廃棄されるはずだった5着の服が、ウェディングドレスになるまで。
ドレスの仕立て屋・リメイク作家のタケチヒロミです。
先日書いた「ドレスは環境問題に貢献できるか?」という記事を公式マガジンに載せていただいたみたいで、とっても嬉しいです。
今日はその「エシカル・ウェディングドレス」の創作のドラマについて。
廃棄される予定だった5着の服が、エシカルなウェディングドレスになるまでの工程です。完成品を見ただけではわからない手順や、リメイクの発想法なども書いてみます。
破棄される5着の服がウェディングドレスになるまで
今回このドレスは、リメイクコンテストに応募する作品として制作しました。
普段の繊細なウェディングドレスやヴィンテージドレスのリメイクとは異なり、かなり大胆な「作品」志向の強いものだったので、自由で楽しかった〜。思わず歌いながら作っています。音痴なので音はなし(笑)

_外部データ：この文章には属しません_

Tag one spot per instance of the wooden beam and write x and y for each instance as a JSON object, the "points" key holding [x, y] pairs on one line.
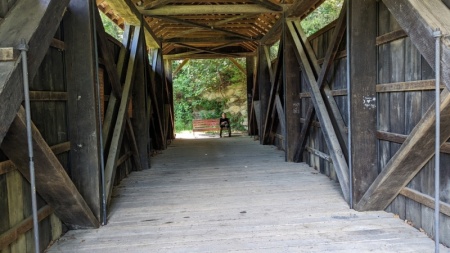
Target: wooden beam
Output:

atelier HIKITSUGI「リメイクコンテスト」
「エシカル・ウェディングドレス」は、昨年開催されたatelier HIKITSUGI「リメイクコンテスト」に応募し、最優秀賞を頂いた作品です。
こちらのリメイクコンテストは、材料の服をピックアップする東京でのイベントへの出席が参加条件でした。ところが東京行きの旅が、まさかの台風到来で中止に…。

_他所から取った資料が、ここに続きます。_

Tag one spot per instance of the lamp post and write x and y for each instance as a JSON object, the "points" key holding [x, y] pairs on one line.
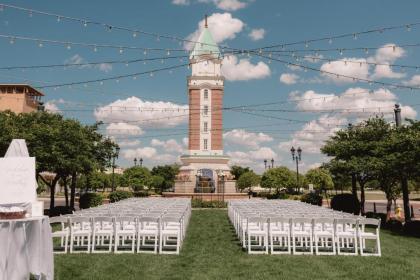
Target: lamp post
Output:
{"points": [[297, 157], [114, 156]]}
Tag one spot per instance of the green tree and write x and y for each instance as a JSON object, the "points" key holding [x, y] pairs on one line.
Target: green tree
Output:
{"points": [[320, 178], [237, 171], [137, 178], [278, 178], [247, 180], [168, 173]]}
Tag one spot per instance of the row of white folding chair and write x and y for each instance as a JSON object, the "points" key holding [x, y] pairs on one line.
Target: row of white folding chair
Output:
{"points": [[91, 232], [327, 233]]}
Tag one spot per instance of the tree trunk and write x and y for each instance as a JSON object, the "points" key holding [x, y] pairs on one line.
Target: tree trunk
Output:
{"points": [[388, 209], [73, 189], [354, 185], [66, 191], [406, 199], [362, 198], [52, 191]]}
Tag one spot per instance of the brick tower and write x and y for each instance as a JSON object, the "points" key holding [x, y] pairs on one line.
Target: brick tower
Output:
{"points": [[205, 168]]}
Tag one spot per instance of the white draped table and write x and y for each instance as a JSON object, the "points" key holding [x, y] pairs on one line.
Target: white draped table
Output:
{"points": [[26, 247]]}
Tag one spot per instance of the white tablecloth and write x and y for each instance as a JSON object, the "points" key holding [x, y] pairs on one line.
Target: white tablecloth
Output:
{"points": [[26, 247]]}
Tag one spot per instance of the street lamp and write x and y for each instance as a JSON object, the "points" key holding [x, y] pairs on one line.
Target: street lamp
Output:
{"points": [[221, 175], [114, 156], [297, 157]]}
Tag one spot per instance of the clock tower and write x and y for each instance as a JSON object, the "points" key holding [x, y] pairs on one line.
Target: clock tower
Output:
{"points": [[205, 167]]}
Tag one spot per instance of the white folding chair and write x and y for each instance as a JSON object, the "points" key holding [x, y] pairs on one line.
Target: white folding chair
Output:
{"points": [[63, 233], [124, 234], [279, 235], [148, 234], [366, 233], [302, 236], [257, 232], [170, 232], [324, 236], [80, 229], [103, 231], [345, 230]]}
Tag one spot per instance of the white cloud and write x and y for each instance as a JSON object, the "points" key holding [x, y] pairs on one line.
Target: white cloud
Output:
{"points": [[146, 152], [353, 105], [342, 68], [413, 82], [257, 34], [77, 59], [170, 145], [129, 143], [226, 5], [222, 27], [289, 78], [50, 106], [241, 70], [181, 2], [247, 139], [145, 113], [122, 128]]}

別日には行けなかったので、スタッフの方に5着のセレクトをお願いいたしました。リクエストは、白と生成りだけで5着。
そう、最初からウェディングドレスを作るつもりで。
デザインは届いたものを見て決める作戦
リメイクのデザインは、届いたものを見てから考えるつもりでした。最初からウェディングドレスを作るつもりではいましたが、どんなものが届くかはわからない。本当にドレスとして成立するのか不安はありましたが、きっと何とでもなるだろうし、なんだかサプライズプレゼントみたいでワクワクしました。
じゃ〜ん。入っていたのはこの5着。(と、4メートルの裏地)
そしてこちらは、サイドが開いていてヒモで結べるようになっているワンピース。これを見た瞬間、ヨシっ!と思いました。
だってコレ、かなり面白く使えそうじゃないですか?ムフフ。
服と会話する
「ワタシハネ、ソデニナリタイノ」
囁くような声がしました。
え?誰か何か言った?
あら、あなたでしたか。
そうね、身頃丸ごとボリューミーなお袖にするとかっこいいかも。しかもアシメントリーな感じに。
こういうことでしょ?
そんな感じで、服と話しをしてデザインを決めています。はい、ただのヤバい奴です。
そういえば、コンテスト後のインスタライブで、「デザインはどうやって思いついたんですか」という質問がありました。あたりさわりなく「服をよく観察して…」みたいなことを言ったかと思います。でも本当は、服とがっつり会話をしていたのです。やば。
「服と会話する」なんてインスタライブ で言おうものなら、全速力で引かれるのは目に見えていますからね。それは言わないでおきました。大人ですから。
でもきっと服にも「こうなりたい」みたいなものがあるんじゃないかなあ。その服の良いところ、面白いところを見つけてあげて、別の使い方を考えるのもリメイクの楽しいところ。
先述のワンピースは、オーバースカートとして履かせてみましたよ。
このワンピースを、
↓
履かせてみました。
「えっ私、スカートになっちゃうの?」って、服も驚いただろうなぁ。「まぁでもスカートとしての人生(服生)もアリかもね」って言ってそうにも見えます。
トップスを袖にしてみたり、シャツをスカートのフリルにしたり。
このシャツを丸ごとスカートに使っているところ、わかります?
↓そう、ここです。あえてのボタン残し。
アンダースカートに使った4メートルの裏地の裁断後のハギレや、身頃丸ごと袖に使ったトップスの本来の袖部分や、ワンピースのヒモまでも余すところなく。
最後の最後に余った端切れは、コサージュにして胸元に。
残ったのはわずかこれだけ!
やり切った感!
「エシカル」というコンセプトだけではなく、ちゃんとドレスとして「美しい」ということを目指していたので、美しさを評価していただけたことはものすごく嬉しかったです。
でもやっぱり、ドレスは人が着た時に一番輝く。
つゆちゃん結婚おめでとう!
服たちも、きっとよろこんでる。